In both legal writing and non-legal writing, I have seen increased use of the word "counterfactual" -- sometimes used as an adjective, sometimes a noun -- in contexts where I would have expected to see the word "hypothetical" instead. So a hypothetical situation used to test a legal proposition might now be called either a "counterfactual situation" or simply "a counterfactual."

Does the word "counterfactual" mean precisely the same thing communicated by the word "hypothetical" when referring to an imagined situation used to test a legal theory? If not, what are the differences? Is one term preferable to the other? And, regardless of which might be preferable, is "counterfactual" in practice replacing "hypothetical"?

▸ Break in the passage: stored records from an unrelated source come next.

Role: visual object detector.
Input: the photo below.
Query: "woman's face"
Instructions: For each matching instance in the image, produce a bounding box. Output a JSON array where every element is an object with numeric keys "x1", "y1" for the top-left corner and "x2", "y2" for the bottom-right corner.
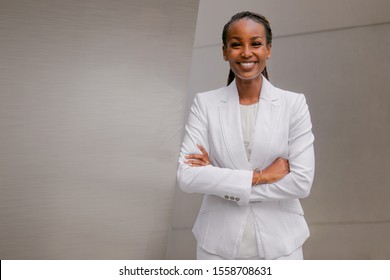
[{"x1": 223, "y1": 19, "x2": 271, "y2": 80}]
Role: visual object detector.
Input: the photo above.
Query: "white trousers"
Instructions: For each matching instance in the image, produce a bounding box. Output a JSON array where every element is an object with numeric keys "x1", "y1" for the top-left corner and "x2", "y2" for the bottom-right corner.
[{"x1": 196, "y1": 246, "x2": 303, "y2": 260}]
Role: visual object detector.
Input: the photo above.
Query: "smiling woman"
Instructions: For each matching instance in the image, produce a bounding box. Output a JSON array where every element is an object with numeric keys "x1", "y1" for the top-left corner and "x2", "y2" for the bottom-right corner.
[{"x1": 177, "y1": 12, "x2": 314, "y2": 259}]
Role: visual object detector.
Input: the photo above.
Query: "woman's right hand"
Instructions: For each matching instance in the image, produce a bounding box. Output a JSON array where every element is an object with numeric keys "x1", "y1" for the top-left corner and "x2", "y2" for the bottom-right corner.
[{"x1": 253, "y1": 157, "x2": 290, "y2": 184}]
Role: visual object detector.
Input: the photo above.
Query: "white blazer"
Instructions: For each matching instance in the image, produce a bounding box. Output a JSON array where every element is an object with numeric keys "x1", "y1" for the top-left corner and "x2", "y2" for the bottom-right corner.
[{"x1": 177, "y1": 77, "x2": 314, "y2": 259}]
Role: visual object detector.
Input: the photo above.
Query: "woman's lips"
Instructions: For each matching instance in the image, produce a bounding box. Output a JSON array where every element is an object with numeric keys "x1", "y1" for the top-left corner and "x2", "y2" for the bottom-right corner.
[{"x1": 237, "y1": 61, "x2": 256, "y2": 68}]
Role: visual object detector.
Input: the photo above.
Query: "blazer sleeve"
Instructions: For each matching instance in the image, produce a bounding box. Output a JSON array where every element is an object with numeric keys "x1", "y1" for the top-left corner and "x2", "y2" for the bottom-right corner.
[
  {"x1": 250, "y1": 94, "x2": 315, "y2": 201},
  {"x1": 177, "y1": 94, "x2": 253, "y2": 205}
]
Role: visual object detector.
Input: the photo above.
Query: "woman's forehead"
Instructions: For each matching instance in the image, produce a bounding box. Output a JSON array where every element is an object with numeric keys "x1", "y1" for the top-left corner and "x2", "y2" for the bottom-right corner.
[{"x1": 227, "y1": 18, "x2": 265, "y2": 38}]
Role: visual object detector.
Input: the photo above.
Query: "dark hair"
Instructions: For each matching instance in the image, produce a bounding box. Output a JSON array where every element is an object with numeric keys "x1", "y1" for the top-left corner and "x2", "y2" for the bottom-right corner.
[{"x1": 222, "y1": 11, "x2": 272, "y2": 85}]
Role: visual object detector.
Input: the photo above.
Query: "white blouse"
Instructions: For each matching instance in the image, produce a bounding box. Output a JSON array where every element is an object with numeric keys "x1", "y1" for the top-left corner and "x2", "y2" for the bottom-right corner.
[{"x1": 238, "y1": 103, "x2": 264, "y2": 258}]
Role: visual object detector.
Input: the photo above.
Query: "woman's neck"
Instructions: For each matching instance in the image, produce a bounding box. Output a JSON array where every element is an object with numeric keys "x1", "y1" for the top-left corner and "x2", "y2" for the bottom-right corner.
[{"x1": 236, "y1": 75, "x2": 263, "y2": 105}]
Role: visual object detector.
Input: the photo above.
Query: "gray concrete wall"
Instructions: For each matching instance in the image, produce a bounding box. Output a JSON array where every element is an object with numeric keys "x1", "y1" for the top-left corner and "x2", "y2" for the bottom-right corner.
[
  {"x1": 167, "y1": 0, "x2": 390, "y2": 259},
  {"x1": 0, "y1": 0, "x2": 198, "y2": 259}
]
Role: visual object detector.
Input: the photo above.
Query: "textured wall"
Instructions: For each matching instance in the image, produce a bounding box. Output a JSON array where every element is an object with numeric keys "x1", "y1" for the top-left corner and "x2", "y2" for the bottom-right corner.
[
  {"x1": 167, "y1": 0, "x2": 390, "y2": 259},
  {"x1": 0, "y1": 0, "x2": 198, "y2": 259}
]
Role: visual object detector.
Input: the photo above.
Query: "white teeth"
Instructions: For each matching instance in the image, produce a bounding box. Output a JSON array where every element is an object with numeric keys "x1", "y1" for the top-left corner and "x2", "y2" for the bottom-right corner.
[{"x1": 240, "y1": 62, "x2": 255, "y2": 67}]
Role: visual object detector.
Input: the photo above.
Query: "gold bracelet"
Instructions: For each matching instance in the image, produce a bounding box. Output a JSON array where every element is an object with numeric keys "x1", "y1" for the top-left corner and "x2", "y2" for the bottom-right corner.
[{"x1": 254, "y1": 170, "x2": 263, "y2": 186}]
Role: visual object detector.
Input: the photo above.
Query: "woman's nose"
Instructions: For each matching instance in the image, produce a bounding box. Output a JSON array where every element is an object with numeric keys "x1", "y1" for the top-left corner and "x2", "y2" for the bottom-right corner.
[{"x1": 241, "y1": 46, "x2": 252, "y2": 57}]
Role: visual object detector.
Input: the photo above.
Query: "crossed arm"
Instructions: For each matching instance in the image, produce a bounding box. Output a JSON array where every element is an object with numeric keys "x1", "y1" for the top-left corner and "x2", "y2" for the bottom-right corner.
[{"x1": 185, "y1": 144, "x2": 290, "y2": 186}]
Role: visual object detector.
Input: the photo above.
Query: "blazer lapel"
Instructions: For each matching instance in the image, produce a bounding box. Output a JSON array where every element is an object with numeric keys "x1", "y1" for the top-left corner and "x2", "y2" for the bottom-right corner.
[
  {"x1": 218, "y1": 81, "x2": 251, "y2": 170},
  {"x1": 250, "y1": 77, "x2": 280, "y2": 169}
]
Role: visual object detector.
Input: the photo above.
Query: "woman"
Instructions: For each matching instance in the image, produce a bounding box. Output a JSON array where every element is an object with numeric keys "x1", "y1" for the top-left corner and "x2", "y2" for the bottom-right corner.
[{"x1": 177, "y1": 12, "x2": 314, "y2": 259}]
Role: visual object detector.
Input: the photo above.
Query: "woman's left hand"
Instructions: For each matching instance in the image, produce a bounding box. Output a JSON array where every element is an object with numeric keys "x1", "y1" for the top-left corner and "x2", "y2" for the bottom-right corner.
[{"x1": 185, "y1": 144, "x2": 211, "y2": 167}]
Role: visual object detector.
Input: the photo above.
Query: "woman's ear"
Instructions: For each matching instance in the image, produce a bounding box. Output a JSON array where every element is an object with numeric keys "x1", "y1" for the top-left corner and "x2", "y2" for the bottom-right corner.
[
  {"x1": 267, "y1": 44, "x2": 272, "y2": 59},
  {"x1": 222, "y1": 46, "x2": 227, "y2": 61}
]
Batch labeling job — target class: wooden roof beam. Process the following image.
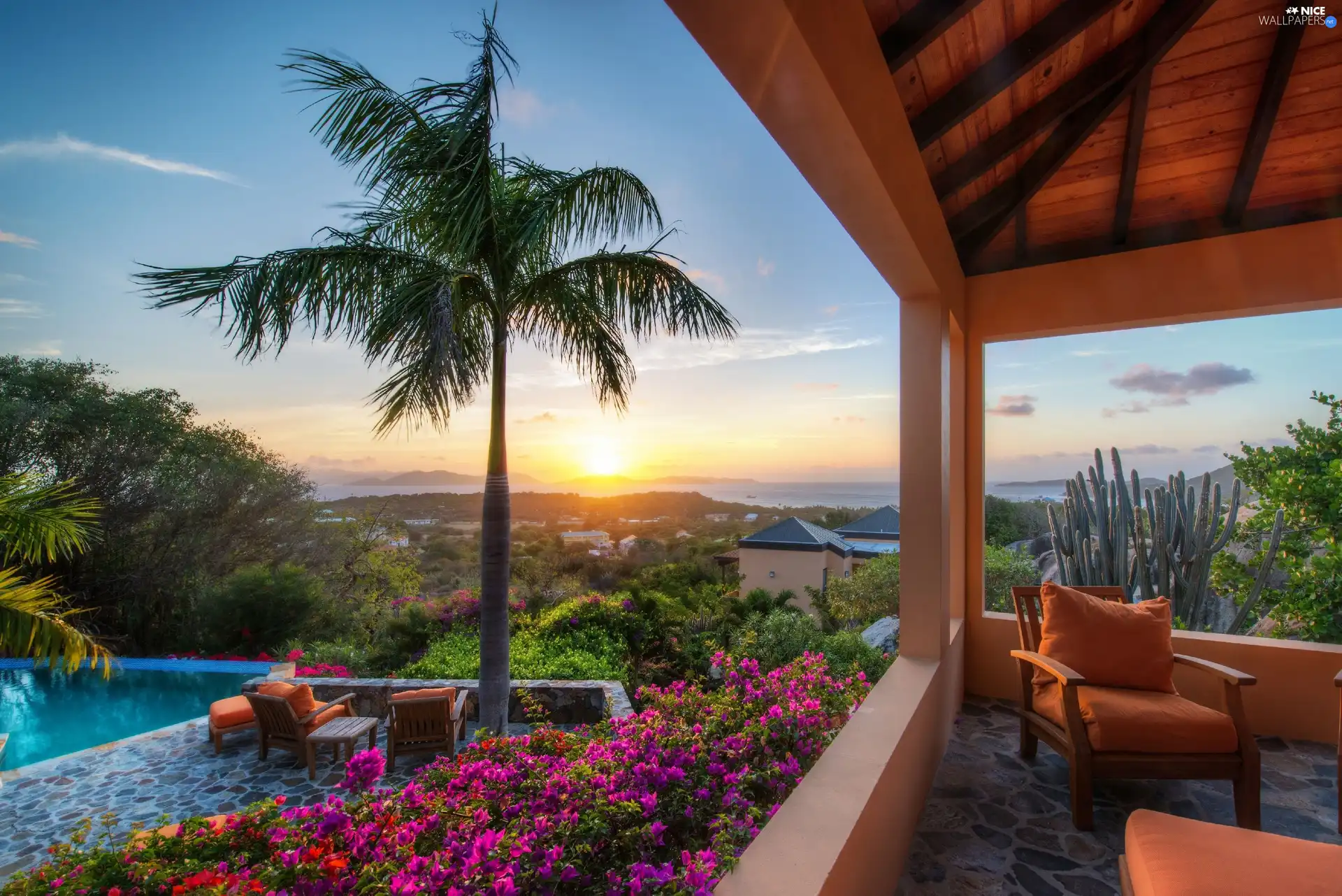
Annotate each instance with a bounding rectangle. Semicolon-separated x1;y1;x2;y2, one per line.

Christopher Mathews said...

I'm used to seeing counterfactual used as a nontestable hypothetical: "Had x not happened, the result would have been y." The hypothetical cannot be tested because it assumes an antecedent that is contrary to actual fact.

It's distinguished from a more conventional hypothetical: "If x happens, the result will be y."

Anonymous said...

The phrase is being borrowed from the field of history, where it is used to imagine how events could have turned out another way. I think a "counterfactual" is meant to accentuate critical decisions and events in history and to demonstrate that historical events were not inevitable outcomes (e.g., the counterfactual of the South winning at Gettysburg, or the success of the Germans in Operation Barbarrosa).

I don't think this is inconsistent with CM's explanation above.

CAAFlog said...

If I'm right that its use is increasingly leaking into both legal writing and mainstream journalism, is it simply a buzz word, is it superior to "hypothetical," or is there some alternative explanation for its increased prevalence?

Christopher Mathews said...

Anon is right -- alternate histories are probably the most popular form of counterfactual writing.

I'm not altogether sure whether the term is being used more often, or why that would be, although in an environment where things aren't going precisely according to plan, there's probably a greater temptation to engage in counterfactual speculation.

I trust I'm not being overly oblique.

Anonymous said...

It seems to me that as a matter of usage, "counterfactual" should be limited in application to a major or critical event or decision.

So, I guess if one was hell-bent on using the word "counterfactual" in a legal context, one could ponder changing one key event or decision in a set of existing facts - "tweaking" the existing fact pattern. (Counterfactual: Suppose Smith had fired his gun in fear for his life?)

But, we move to a "hypothetical" when we begin playing around more and more with the variables in a given legal problem. (Hypothetical: Suppose Smith had used a knife?)

Given what Garner and Scalia just said in their book, "Making Your Case," where they urge simplicity and consistency - I think hypothetical is the superior term.

The only downside is that is has become a badge of honor in American bureaucracy to refuse to answer a hypothetical question - even if the question is not that hypothetical. Maybe these bureaucrats could be tricked with a "counterfactual" question.

By the way, Scalia says one of his pet peeves is when counsel refuses to engage one of his hypotheical questions. He hates it when counsel responds, "thats not this case." (Duh!)